The taste of hosannas is still on my lips,
the smell of the palms as they patter against
the cloudless blue sky of Jerusalem’s day
when David’s own scion comes riding a colt
and prophesy seems to arrive as we hoped …
As we prepare for the most solemn week in the Christian calendar, the first section of David Hirt’s poem, Palm Sunday, helps us once again to recall that Holy Week begins with a note of triumph and of hope. Jesus is hailed as the Messiah, God’s anointed one. He is in the line of the great King David (‘David’s own scion’) and is eagerly expected to deliver the Jewish people from foreign bondage, ushering in a new golden age. But it does not take long for matters to take a much darker turn. Less than a week later Jesus is put on trial for his life, condemned, and crucified. He is not the Messiah the crowd had hoped for.

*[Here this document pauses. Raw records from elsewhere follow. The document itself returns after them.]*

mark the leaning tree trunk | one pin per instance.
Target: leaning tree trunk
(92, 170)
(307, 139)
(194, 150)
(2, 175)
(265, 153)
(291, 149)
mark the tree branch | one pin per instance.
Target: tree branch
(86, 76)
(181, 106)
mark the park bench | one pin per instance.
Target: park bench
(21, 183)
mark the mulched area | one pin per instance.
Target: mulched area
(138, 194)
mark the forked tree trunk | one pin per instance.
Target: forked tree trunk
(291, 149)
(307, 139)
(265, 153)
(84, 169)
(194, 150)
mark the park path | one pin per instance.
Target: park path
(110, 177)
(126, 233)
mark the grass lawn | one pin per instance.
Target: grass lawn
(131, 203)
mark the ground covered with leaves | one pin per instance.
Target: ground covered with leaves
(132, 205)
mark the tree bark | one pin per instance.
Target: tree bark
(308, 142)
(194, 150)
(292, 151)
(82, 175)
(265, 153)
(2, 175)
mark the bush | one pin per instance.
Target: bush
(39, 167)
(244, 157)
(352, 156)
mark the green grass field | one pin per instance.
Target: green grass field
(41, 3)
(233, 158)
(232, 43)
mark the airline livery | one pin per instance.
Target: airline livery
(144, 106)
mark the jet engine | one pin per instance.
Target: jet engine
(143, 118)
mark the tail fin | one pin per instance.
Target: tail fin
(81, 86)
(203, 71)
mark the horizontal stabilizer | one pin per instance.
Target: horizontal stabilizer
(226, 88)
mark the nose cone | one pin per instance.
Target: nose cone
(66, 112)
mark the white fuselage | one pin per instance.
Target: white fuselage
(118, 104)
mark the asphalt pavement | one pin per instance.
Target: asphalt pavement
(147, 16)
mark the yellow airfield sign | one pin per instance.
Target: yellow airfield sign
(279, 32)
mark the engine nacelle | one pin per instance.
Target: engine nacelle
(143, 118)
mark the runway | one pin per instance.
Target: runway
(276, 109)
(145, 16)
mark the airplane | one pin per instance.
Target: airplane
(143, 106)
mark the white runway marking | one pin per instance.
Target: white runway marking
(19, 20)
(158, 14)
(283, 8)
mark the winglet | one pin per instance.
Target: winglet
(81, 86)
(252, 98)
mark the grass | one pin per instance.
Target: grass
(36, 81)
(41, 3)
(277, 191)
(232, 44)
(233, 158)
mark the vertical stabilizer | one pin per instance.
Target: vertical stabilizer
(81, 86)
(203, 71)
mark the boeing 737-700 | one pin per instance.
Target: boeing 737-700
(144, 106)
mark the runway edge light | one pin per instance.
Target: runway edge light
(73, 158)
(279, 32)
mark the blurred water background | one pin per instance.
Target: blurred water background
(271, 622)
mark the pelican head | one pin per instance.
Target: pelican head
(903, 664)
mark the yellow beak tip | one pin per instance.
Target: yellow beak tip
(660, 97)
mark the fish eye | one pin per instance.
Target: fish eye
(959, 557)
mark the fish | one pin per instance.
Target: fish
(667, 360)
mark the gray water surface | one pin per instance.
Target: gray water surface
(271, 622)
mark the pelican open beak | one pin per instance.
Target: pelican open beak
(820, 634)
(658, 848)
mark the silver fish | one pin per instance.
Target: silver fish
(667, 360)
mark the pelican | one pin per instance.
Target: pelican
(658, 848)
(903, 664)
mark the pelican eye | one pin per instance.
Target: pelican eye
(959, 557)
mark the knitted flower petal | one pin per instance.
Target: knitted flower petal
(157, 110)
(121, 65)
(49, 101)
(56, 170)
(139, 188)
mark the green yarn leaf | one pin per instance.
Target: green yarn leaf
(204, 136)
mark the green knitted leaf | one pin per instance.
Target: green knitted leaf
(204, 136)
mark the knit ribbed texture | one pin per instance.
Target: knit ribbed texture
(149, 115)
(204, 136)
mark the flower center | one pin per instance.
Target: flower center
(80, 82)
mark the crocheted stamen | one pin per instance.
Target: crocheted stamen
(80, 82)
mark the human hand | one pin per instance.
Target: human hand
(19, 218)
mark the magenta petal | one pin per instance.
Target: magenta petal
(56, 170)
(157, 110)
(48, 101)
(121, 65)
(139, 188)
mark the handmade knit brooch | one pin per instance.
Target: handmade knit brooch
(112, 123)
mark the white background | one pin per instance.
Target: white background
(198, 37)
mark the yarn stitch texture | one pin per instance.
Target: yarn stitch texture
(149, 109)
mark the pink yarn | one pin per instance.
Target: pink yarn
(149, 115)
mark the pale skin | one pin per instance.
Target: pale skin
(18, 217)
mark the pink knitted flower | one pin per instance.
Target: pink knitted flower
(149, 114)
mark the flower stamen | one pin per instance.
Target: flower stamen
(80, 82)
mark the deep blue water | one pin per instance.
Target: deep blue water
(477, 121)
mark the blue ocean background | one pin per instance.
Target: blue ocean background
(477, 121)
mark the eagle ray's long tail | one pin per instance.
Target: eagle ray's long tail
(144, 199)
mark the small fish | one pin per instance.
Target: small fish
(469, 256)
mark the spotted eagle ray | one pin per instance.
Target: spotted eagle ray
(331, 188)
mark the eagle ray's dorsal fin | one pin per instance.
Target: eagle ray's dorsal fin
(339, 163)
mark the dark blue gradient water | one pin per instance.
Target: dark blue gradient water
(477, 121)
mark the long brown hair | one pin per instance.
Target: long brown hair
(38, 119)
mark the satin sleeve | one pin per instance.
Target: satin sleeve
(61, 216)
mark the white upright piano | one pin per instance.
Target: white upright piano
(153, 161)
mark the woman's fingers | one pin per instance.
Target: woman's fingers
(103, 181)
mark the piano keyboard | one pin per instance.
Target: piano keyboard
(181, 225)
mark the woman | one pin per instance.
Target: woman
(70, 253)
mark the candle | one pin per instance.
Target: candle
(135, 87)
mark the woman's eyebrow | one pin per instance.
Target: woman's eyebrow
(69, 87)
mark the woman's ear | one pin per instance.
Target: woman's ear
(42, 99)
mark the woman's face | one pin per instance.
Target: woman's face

Holy Week is shot through with reversals: an enthusiastic crowd becomes a vengeful mob; one of Jesus’s inner circle of disciples denies any knowledge of him; Jesus, who has been greeted as a king, is condemned just days later to a criminal’s death; a thief who recognises his sinfulness is assured by Jesus of his place in Paradise. And at the heart of all the tumultuous events of Holy Week is the one whose power is made perfect in weakness: the Messiah whose cruel death will bring to birth new life, the Messiah we have – now and for all eternity.